Soon you’ll be able to experience Twitch from a native desktop app rather than a browser window. The game broadcasting/streaming platform has announced it’s launching the aptly titled Twitch Desktop App, allowing users to access the service’s core features and more, including watching streams, participating in chats, and private messaging. This comes just days after Twitch unveiled Pulse, its own take on a Twitter-like feed of updates.
The Twitch Desktop App will officially debut as an open beta on March 16th, with anyone able to download it from the Twitch website. The new app may seem familiar to some gamers at first glance, and that’s because it’s actually a retooled version of Curse, the gaming chat software that Twitch acquired back in August.
With Curse becoming an official part of Twitch, the new version of the app will integrate with Twitch’s growing number of social features.
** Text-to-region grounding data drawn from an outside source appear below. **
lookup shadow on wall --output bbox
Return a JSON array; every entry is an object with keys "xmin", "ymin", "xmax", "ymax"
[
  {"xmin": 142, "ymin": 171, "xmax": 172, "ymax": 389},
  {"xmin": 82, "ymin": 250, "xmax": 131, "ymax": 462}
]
Along with watching streams and leaving comments, users can share their activity and send private Whisper messages. The features from the original version of Curse are sticking around too, including screen sharing, voice and video calls, and tools to set up community servers.
But in addition to acting as a central hub to Twitch’s shift in becoming a full-fledged social network, the desktop app will also take a stab at rivaling Valve’s own Steam platform. When Twitch launches its own downloadable games store later this spring, it will be fully supported by the desktop app, offering users a single place to buy and launch titles.